Opioid blockade improves human recognition
memory following physiological arousal

Katzen-Perez KR, Jacobs DW, Lincoln A, Ellis RJ.
Carolina Psychological Health Services, Jacksonville, NC, USA.
Pharmacol Biochem Behav. 2001 Sep;70(1):77-84


RATIONALE: States of heightened emotion and arousal, such as those that may occur during crimes or traumatic accidents, can impair human memory. Animal models suggest that such memory alterations may be mediated by opioid neuropeptides. In some experimental paradigms, opioid blockade reverses memory impairments related to arousal. OBJECTIVES: The present study evaluated the hypothesis that, under conditions of heightened arousal, opioid blockade would enhance memory in human subjects. METHODS: Memory for story information was evaluated among subjects randomized to one of four study groups (two orthogonal study conditions): (1) no arousal+no opioid blockade, (2) no arousal+opioid blockade, (3) arousal+no opioid blockade, and (4) arousal+opioid blockade. Both free recall and recognition memory were assessed. Opioid receptor blockade was achieved using a single oral dose of naltrexone.
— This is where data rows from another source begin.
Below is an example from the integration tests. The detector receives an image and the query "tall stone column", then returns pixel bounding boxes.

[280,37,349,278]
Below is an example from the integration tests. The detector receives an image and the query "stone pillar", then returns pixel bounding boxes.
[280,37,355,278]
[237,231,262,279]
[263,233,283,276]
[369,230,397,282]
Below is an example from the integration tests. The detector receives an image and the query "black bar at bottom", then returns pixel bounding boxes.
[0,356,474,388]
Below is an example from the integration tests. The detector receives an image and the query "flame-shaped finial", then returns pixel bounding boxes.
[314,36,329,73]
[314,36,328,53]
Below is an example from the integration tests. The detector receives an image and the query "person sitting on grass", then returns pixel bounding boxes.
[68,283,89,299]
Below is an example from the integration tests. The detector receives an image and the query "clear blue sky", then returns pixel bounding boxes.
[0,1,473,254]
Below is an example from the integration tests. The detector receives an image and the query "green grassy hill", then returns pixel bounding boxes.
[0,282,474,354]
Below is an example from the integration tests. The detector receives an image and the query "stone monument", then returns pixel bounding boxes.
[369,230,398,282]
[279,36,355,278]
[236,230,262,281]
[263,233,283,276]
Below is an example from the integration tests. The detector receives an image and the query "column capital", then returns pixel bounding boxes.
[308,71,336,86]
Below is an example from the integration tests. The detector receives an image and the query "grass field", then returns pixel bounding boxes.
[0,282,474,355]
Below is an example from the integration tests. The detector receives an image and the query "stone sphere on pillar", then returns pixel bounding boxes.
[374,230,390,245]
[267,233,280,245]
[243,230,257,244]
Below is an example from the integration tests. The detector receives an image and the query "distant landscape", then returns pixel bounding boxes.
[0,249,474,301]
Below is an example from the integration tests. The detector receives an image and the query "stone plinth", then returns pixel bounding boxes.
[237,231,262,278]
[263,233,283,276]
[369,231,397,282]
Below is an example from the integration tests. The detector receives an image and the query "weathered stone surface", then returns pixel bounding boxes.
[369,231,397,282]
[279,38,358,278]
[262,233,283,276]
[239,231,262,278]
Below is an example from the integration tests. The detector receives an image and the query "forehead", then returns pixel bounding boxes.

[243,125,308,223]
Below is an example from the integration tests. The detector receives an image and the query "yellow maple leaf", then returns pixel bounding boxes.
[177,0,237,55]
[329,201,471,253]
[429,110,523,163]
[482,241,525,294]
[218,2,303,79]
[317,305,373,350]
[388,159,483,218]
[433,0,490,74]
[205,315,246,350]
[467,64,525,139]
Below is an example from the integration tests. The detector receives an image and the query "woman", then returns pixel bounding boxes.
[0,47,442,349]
RESULTS: With heightened arousal, subjects receiving naltrexone performed better than those receiving placebo on tests of total and incidental recognition memory. In contrast, with emotionally neutral stimuli, naltrexone subjects performed worse than placebo subjects. CONCLUSIONS: These findings demonstrate that opioid peptides mediate alterations in specific aspects of human memory during heightened emotional states, and help to explain why memories may be selectively deficient under conditions of stress.